The Psychology of Torture
Arthur Caplan, an ethicist at the University of Pennsylvania, and the Rev. John P. Langan, a Jesuit priest and philosopher at Georgetown University, both said they believe torture can be used in some circumstances.
"I can imagine a few situations at the extreme where you might resort to torture," Caplan said. Langan said he began endorsing coercive techniques such as sleep deprivation and lengthy interrogations after the 1983 attack on U.S. Marines in Beirut, which killed 241 people.
Retired Marine Lt. Col. William Cowan, a commentator for Fox News, said in an article in the Atlantic Monthly that during the Vietnam War, he attached alligator clips to a prisoner's genitals and threatened him with electrocution. He said in an interview that torture produced valuable information.
"Three weeks after 9/11, if there had been another [attack] and we had found out Zacarias Moussaoui knew information that we did not get out of him, there would have been an absolute public outcry," he said. "There would have been rage; the government would have been blamed."
Torture should be used only with prisoners known to have crucial information, Cowan said.
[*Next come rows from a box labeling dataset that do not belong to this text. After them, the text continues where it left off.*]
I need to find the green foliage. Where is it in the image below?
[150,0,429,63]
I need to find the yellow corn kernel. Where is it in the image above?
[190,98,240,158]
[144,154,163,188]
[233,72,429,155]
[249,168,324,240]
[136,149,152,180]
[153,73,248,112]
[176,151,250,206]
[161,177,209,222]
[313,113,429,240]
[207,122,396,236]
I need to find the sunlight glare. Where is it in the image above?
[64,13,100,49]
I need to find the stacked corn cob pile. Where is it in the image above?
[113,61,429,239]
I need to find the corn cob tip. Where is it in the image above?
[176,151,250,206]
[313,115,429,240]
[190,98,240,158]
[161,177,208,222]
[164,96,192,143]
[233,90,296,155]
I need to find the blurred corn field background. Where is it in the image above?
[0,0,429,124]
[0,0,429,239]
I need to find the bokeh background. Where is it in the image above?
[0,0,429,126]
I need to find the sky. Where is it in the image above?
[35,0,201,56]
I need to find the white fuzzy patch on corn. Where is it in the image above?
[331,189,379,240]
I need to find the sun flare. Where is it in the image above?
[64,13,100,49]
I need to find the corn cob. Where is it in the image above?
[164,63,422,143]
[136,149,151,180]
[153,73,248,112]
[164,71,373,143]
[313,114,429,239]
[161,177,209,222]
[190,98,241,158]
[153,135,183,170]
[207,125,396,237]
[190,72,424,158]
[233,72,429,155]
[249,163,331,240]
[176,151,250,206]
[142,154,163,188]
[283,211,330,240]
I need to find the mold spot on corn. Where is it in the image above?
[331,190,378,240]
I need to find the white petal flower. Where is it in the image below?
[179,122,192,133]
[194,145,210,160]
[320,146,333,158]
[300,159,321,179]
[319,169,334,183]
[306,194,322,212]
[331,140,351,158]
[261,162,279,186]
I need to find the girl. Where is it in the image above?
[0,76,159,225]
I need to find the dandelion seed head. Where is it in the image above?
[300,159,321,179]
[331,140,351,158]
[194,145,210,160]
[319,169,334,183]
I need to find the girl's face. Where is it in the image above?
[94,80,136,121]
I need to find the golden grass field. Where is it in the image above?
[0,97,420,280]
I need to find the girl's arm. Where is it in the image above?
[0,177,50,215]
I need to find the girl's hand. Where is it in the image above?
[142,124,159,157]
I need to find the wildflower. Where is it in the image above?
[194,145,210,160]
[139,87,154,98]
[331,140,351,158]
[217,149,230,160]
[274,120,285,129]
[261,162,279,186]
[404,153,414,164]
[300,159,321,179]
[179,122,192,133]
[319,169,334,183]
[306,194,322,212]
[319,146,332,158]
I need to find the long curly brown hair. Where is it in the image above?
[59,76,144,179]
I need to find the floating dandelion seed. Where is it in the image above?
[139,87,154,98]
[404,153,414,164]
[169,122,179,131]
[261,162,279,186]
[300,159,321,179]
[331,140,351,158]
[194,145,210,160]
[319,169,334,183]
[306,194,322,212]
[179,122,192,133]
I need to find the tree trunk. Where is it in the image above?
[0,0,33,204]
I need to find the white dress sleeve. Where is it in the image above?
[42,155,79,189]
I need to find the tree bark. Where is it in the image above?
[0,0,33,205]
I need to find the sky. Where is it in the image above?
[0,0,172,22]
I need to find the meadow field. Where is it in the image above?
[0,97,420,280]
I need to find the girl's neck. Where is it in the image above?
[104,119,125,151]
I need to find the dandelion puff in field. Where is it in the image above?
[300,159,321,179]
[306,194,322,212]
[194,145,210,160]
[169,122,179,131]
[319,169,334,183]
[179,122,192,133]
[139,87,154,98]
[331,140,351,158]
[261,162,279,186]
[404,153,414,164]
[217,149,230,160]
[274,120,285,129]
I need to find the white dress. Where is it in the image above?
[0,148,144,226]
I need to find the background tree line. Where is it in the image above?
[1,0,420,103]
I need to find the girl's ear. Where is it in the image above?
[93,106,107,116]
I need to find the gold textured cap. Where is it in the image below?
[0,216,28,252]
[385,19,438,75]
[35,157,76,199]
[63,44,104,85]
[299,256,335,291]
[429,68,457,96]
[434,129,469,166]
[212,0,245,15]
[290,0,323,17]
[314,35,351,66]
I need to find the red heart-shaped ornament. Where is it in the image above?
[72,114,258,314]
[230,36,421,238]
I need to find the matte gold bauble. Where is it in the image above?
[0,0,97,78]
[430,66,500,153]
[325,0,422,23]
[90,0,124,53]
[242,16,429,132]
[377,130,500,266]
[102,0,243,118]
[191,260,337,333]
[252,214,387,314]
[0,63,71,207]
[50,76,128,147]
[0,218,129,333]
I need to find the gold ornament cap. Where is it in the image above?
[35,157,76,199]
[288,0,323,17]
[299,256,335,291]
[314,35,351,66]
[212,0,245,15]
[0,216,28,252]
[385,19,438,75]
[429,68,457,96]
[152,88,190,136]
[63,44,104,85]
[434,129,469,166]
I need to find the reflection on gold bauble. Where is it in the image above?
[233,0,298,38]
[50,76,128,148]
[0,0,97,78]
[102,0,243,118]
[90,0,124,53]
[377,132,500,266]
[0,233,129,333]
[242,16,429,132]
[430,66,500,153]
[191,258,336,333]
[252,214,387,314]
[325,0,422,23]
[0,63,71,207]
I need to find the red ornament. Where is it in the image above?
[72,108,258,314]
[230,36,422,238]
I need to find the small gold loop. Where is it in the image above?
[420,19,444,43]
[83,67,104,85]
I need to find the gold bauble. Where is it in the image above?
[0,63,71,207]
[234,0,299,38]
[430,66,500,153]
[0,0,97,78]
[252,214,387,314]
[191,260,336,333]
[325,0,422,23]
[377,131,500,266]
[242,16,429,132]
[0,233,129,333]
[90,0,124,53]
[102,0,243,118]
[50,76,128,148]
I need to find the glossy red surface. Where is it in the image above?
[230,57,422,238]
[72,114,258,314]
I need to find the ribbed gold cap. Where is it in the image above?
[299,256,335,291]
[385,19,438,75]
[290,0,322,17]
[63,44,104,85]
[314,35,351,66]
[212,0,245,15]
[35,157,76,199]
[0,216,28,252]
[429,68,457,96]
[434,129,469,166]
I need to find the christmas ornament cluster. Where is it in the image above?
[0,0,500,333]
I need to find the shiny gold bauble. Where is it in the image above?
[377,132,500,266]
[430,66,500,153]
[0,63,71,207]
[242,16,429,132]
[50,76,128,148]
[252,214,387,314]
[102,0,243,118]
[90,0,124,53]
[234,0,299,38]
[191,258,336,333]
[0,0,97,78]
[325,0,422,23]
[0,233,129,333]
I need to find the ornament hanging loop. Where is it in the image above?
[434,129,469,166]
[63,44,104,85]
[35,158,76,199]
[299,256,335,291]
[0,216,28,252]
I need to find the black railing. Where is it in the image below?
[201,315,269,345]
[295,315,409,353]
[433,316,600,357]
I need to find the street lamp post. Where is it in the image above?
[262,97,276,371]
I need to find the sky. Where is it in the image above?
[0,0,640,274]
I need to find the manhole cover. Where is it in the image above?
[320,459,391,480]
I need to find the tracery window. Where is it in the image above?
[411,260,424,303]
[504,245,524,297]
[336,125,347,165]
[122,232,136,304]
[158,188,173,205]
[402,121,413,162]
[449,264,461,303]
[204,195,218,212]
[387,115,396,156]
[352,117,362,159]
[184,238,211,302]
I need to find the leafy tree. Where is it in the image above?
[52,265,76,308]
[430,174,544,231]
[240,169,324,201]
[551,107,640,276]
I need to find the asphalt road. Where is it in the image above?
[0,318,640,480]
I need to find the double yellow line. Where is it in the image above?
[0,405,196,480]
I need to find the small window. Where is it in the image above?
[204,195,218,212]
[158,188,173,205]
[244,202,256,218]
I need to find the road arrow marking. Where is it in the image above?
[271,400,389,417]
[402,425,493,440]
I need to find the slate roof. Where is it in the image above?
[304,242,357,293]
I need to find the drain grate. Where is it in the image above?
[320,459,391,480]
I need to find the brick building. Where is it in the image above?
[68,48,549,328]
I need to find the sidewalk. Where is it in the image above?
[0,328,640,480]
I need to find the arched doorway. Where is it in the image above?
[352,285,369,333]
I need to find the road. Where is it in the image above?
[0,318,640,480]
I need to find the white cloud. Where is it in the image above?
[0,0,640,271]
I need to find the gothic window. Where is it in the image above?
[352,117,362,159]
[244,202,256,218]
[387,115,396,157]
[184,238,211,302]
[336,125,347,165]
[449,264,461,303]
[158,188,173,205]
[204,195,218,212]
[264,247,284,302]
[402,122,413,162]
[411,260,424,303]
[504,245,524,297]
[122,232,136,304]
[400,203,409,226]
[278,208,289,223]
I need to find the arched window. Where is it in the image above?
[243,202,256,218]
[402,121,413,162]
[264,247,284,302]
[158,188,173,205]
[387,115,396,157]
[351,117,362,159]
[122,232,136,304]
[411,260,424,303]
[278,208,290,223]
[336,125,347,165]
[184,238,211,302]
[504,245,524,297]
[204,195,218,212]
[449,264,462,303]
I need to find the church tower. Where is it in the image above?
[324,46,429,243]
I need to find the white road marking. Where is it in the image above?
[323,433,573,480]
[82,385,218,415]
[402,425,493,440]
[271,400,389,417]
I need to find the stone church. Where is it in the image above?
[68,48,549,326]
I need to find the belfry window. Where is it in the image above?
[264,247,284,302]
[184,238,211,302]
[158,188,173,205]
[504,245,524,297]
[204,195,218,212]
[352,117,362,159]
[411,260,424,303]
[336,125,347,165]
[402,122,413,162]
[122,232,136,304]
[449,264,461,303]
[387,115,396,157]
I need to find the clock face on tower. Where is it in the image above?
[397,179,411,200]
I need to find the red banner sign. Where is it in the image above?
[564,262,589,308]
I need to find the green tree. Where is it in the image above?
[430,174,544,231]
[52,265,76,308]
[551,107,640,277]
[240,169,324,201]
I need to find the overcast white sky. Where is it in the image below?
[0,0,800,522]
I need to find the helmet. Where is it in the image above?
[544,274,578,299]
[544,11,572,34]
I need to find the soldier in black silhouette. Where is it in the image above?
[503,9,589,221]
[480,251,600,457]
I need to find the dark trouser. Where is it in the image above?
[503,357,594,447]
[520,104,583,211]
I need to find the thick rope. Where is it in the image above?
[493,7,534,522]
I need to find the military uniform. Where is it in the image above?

Depending on the situation, soldiers could use emotional or physical torture. In many cases, he said, fear alone would be sufficient. But for top al Qaeda suspects, such as Abu Zubaida, an al Qaeda leader arrested in Pakistan in 2002, Cowan recommended more.
"If it's Abu Zubaida, you start out being tough -- physical pain and emotional pain," he said. "You're putting him under physical duress outside the bounds of what the United Nations accepts."
Without public debate, he said, torture would still be used, even if top leaders never explicitly call for it. "The Pentagon wants success," Cowan said. "Rumsfeld wants to see numbers. There is a pressure to produce results."
Historical Context
It was a small group of military police who carried out the horrific abuses in a distant country. The torturers were not sadists, but perfectly normal people. The torturers believed their unpleasant work would save lives.
Those statements do not refer to the U.S. guards at Abu Ghraib. The first sentence describes a German battalion that methodically tortured and killed thousands of Jews during World War II. The second describes a Stanford University psychology experiment that carefully screened out abnormal people and found that normal people given extraordinary power quickly turn sadistic. The third describes torturers in the Israeli-Palestinian struggle, British officers in Northern Ireland and some police officials in Chicago.
"At the bottom of this behavior is not out-group hate, it's in-group love," said Clark McCauley, a professor of psychology at Bryn Mawr College who studies group dynamics. "It's doing what you think is dirty work, but someone's got to do it for our side."
Blaming individual soldiers only took the system off the hook, said Philip Zimbardo, who conducted the Stanford psychology experiment: "In my study, we put good people into a bad barrel, they came out bad apples," he said.
Christopher Browning, a historian at the University of North Carolina at Chapel Hill and the author of "Ordinary Men: Reserve Police Battalion 101 and the Final Solution in Poland," said that although there are obvious differences between the abuses at Abu Ghraib and during the Holocaust, there are similarities.
"Our government from the top has sent innumerable signals that placed combating the 'war on terror' above any concern for the Geneva convention," he said by e-mail, adding that "the chickens have come home to roost."
The abuses at Abu Ghraib were similar to abuses in many other conflicts, said Conroy, author of an examination of torture in the Israeli-Palestinian and Northern Ireland conflicts and in the Chicago Police Department.
After the Israeli government gave permission to use torture in "ticking bomb" scenarios, the technique became widely applied to large numbers of Palestinian prisoners. Conroy said that the problem is that investigators rarely know who has valuable information.
In Chicago's South Side, Conroy said, police used electric shocks to interrogate murder suspects from 1973 to 1991. As in the case of military torturers, he said, the torture was justified in the belief that it would save lives.
But even on its own terms, Conroy said, torture may cost more lives than it saves. After the British used torture against a dozen Irish Republican Army prisoners in 1971, Conroy said, the news caused widespread anger.
"People started walking through the doors of the IRA begging to join," he said. "In the year after the torture was exposed, the number of deaths rose by 268 percent."